A skill is described by a skill.yaml manifest. The only schema version v1 accepts is ironclaw.dev/skill/v1. The loader parses and validates it into a typed Manifest, failing closed on anything malformed or out of policy.

apiVersion: ironclaw.dev/skill/v1
name: web-research
version: 1.2.0
description: Curated web-research capability for an agent group.
grants:
  persona: |
    You can research topics on the public web and cite your sources.
  tools:
    - web_search          # must be a tool the binary already compiles in
    - http_get
  egress:
    - duckduckgo.com
    - api.search.brave.com
  assets:
    - reference/search-operators.md   # read-only, mounted noexec
signature: <provenance attestation over (manifest + asset tree)>

Every ingredient under grants maps to an existing gateway-governed mechanism:

Manifest field What it grants Enforced by
persona A persona fragment added to the agent group Gateway change-approval
tools An enabled subset of the already-compiled sandbox tools Tool allow-list
egress Approved outbound hosts Egress broker (sandbox stays network=none by default)
assets Read-only reference files mounted at /skills/<name> Mount is nosuid,nodev,noexec

There is deliberately no command, script, or rootfs field. An approved install can only ever touch configuration.

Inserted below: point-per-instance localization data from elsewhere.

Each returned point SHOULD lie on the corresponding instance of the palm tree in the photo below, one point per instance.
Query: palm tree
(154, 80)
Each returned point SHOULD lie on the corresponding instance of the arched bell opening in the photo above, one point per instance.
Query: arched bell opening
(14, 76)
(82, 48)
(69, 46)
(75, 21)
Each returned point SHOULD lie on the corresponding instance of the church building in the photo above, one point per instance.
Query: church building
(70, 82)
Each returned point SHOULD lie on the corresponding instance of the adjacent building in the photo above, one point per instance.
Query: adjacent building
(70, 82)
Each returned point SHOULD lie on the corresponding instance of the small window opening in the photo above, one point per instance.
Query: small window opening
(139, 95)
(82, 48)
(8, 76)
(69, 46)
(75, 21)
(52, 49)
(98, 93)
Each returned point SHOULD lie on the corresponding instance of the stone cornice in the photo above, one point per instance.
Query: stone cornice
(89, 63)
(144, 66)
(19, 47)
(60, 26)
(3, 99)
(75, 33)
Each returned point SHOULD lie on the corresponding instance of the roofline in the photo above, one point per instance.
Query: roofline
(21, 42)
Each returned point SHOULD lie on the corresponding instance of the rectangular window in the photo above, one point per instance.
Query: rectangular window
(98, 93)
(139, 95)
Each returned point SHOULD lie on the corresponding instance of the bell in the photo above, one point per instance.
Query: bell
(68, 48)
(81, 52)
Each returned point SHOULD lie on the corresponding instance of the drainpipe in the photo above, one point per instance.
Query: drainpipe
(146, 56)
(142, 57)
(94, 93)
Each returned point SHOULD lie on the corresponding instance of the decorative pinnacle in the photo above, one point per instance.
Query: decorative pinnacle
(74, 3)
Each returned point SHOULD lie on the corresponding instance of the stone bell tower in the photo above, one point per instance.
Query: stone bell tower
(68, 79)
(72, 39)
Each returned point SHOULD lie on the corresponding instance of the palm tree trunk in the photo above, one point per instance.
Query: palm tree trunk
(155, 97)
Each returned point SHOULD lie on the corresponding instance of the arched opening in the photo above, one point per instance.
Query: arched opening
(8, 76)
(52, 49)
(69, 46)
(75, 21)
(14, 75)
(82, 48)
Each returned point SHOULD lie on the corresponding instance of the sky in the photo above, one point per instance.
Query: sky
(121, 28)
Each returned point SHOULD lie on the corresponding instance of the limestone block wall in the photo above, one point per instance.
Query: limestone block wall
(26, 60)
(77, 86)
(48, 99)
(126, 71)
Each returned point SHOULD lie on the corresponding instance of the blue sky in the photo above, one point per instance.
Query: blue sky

Signatures are recorded, not trusted

The signature field is a provenance attestation over the manifest plus its asset tree. The loader records it but does not trust it — it is verified separately against a host-configured trust root. A malformed or unsigned manifest does not silently become trusted.

Installing a skill is a set of approvals

Installing a skill is not a privileged side-channel. install.go turns a skill into a gateway ChangeRequest whose After payload (SkillInstall) is the exact, human-readable bundle the approver sees: which persona text, which tools, which egress hosts, and which read-only asset mount the skill wants — and nothing else.

So a skill install flows through the same human-approval gateway as every other capability change (see the Quickstart for the gateway in action), and lands in the same audit log. One skill → one mount at /skills/<name>, enforced noexec.

Why this shape

The reference design IronClaw was built to harden wired extensions with a blind approval surface — "approve this bundle" and it brings whatever it likes. IronClaw closes that gap the same way it closes it for MCP servers: a human approves a named capability set, every grant is explicit and gated, and no part of a skill ever executes inside the sandbox.